La musique de jeu vidéo a longtemps été tributaire des évolutions technologiques du médium. À l’origine assez sommaire, elle ponctuait les silences avec des boucles sonores programmées au format MIDI et limitées par le format cartouche à la fin des années 80. Avec les innovations qui ont suivi, la musique de jeu vidéo veut se rapprocher de celle du cinéma en devenant suggestive : elle indique la température émotionnelle d’une séquence et accentue ce que le joueur ressent manette (ou souris) en main.

On assiste alors aux prémices de la musique adaptative avec la création du moteur sonore iMUSE (pour Interactive Music Streaming Engine) qui sera appliqué au célèbre jeu d’aventure en point & click The Secret of Monkey Island en 1990. L’objectif est ainsi que la musique reflète le gameplay et les actions du joueur à l’écran. Si désormais la musique adaptative est devenue un standard pour bon nombre de productions contemporaines , elle cache une chimère qui à première vue pourrait opposer développeurs et compositeurs. Et si la musique était générée entièrement via un algorithme en fonction des actions du joueur ? On parle alors de musique procédurale.

L’hybridation musicale de No Man’s Sky

Comme le rappelle Paul Weir, concepteur sonore pour le jeu No Man’s Sky, la génération procédurale est présente dans la création de jeux vidéo depuis plusieurs décennies, mais n’a pas encore marqué son empreinte sur le monde de l’audio et encore moins celui de la musique. No Man’s Sky permet au joueur d’explorer des galaxies et planètes générées mathématiquement pour une expérience totalement individuelle. Plus qu’une simple synthèse audio, le sound design est donc généré en temps réel en fonction de tous les systèmes que le jeu met en place et des évènements qu’il fait survenir.
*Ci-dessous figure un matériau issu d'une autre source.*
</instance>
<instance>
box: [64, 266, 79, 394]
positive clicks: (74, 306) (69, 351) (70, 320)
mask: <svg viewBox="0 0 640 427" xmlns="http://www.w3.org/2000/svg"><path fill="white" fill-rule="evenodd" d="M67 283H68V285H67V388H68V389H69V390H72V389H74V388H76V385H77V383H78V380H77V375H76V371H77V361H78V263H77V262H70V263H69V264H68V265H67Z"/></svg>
Mais quid de la musique ? Le groupe de post-rock 65daysofstatic a composé un album entier pour les besoins du jeu, qui a par la suite été décomposé en plus de 2 500 éléments (boucles de batteries, mélodies, nappes, riffs de guitares) avant de pouvoir adapter la musique à chaque situation via le système bien connu de synthèse modulaire. Si elle n’est pas générée procéduralement, la musique relève ici le défi immense de s’adapter à des situations de gameplay générées en temps réel, et donc imprévisibles.

Mini Métro, la musique intégrée au game design

Dans Mini Metro, le joueur conçoit un réseau métropolitain et ses stations pour une ville en plein essor. Malgré sa patte graphique minimaliste, le jeu est d’une profondeur systémique vertigineuse à laquelle s’ajoute un moteur sonore complexe. Le compositeur Disasterpiece a ainsi conçu un modèle qui marie musique d’ambiance et sound design dépendant entièrement des évènements du jeu. La composition procédurale jongle constamment entre l’intention musicale et les systèmes qui en génèrent les variations.

Le compositeur est allé plus loin en mettant en place avec les créateurs du jeu un système dit de quantization, qui aligne tous les évènements du jeu sur les différents temps d’une mesure (à l’instar du jeu Rez sorti sur PlayStation et Dreamcast en 2001). Ainsi, les notes et tonalités changent, tout comme le tempo qui peut ainsi ralentir ou s’accélérer en fonction des situations de gameplay.

Si par sa nature, ce système purement génératif empêche de proposer une œuvre singulière, certains s’y sont essayés comme le compositeur Max Duggan qui a regroupé le fruit d’une multitude de parties de Mini Metro dans un EP intitulé Reflections of Mini Metro.

Le futur : OpenAI et son algorithme Jukebox

À l’instar de No Man’s Sky et de ses planètes procédurales, la musique pourrait ainsi offrir à chaque joueur une expérience sonore à chaque fois différente et unique. Les jeux devenant de plus en plus complexes avec des situations de gameplay et narratives dites « émergentes », fruit de la confrontation entre différents systèmes de jeu, la musique pourrait ainsi participer à cette singularisation de l’expérience. Si le concept de musique générée entièrement par ordinateur date des années 50, les innovations en termes de machine learning ont ainsi permis à certains chercheurs de mettre au point des intelligences artificielles capables d’apprendre et de jouer leurs propres compositions musicales.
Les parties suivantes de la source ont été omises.